I agree it would be possible to accomplish what I'm describing with services, but this also falls under the umbrella of using specialized servers.

For example, if I make an app that only relies on the Solid protocol, users can log in using their account from any POD. That could be a POD hosted in solidcommunity.net or it could be a POD running in a local network (in which case, they don't even need to have internet access to use the app). However, if the app relies on some service, this creates another dependency that is outside of the app/POD combo.

I think that's a problem because this new dependency either becomes a centralized dependency (if the developer hard-codes the service url), or yet another choice for users to configure (it's hard enough to make them choose a POD provider).

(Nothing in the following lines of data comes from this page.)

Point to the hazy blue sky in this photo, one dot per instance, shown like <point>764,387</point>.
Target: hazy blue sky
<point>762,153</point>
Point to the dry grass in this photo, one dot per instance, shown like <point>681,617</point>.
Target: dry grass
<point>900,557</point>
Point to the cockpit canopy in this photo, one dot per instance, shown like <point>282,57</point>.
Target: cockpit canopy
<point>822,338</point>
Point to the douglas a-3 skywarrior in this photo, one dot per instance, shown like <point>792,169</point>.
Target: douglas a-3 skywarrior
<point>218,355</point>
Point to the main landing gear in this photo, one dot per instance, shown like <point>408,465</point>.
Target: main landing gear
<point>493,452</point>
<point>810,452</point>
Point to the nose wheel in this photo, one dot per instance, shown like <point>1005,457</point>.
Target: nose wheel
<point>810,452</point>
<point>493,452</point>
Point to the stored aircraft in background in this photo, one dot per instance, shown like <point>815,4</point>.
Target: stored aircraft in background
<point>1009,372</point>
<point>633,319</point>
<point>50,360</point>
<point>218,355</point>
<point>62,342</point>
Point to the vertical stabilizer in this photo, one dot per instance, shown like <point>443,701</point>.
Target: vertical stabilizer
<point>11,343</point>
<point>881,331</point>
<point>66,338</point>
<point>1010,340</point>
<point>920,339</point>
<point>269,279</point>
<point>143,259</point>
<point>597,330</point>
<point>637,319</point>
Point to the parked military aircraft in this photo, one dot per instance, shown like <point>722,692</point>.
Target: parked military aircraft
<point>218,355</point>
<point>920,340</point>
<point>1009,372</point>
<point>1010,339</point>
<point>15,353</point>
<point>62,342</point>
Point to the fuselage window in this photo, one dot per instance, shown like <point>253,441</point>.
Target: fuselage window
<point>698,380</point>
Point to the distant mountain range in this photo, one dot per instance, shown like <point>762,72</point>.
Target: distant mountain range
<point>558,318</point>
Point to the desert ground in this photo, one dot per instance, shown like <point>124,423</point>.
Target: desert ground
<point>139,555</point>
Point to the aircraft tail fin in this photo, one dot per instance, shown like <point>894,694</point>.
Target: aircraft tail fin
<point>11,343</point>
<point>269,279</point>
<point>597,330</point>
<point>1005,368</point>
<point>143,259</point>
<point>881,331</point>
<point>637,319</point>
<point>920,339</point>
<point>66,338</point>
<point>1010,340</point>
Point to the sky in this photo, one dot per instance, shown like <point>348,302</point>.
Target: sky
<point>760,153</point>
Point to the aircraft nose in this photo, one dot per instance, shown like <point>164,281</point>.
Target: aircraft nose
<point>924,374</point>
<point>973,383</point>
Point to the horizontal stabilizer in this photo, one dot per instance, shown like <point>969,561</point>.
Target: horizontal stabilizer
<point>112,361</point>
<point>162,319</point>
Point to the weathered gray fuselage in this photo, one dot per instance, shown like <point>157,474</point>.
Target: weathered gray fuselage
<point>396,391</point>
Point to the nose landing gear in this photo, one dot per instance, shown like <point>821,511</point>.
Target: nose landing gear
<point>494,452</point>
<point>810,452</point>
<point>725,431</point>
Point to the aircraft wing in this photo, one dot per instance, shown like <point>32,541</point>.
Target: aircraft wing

NoelDeMartin commented 2 years ago

Thanks for clarifying @RubenVerborgh.

In that case, I guess the term "client" does not encompass what I'm trying to say; I'm not sure what's the technical term for that (if there is even one). End-user device? The scenario I'm trying to describe is any given person who's not technically savvy and doesn't own a server nor has the ability/inclination to install anything other than an app (in this case, what I was calling "client": the Solid app).

What I would like is the ability to handle use-cases such as the ones I described initially relying only on the Solid protocol. If I have to rely on anyting else than the user having a pod and a device to run my app, that's a bummer.

But yes, I agree that Solid apps don't have to be like that, and those limitations don't really exist. That's just what I would like to see in an ideal world. Although I know how difficult it is to integrate something like this in the protocol, I just want to get the conversation started.

In any case, I think we agree in spirit, I'm just not expressing the technicalities correctly :).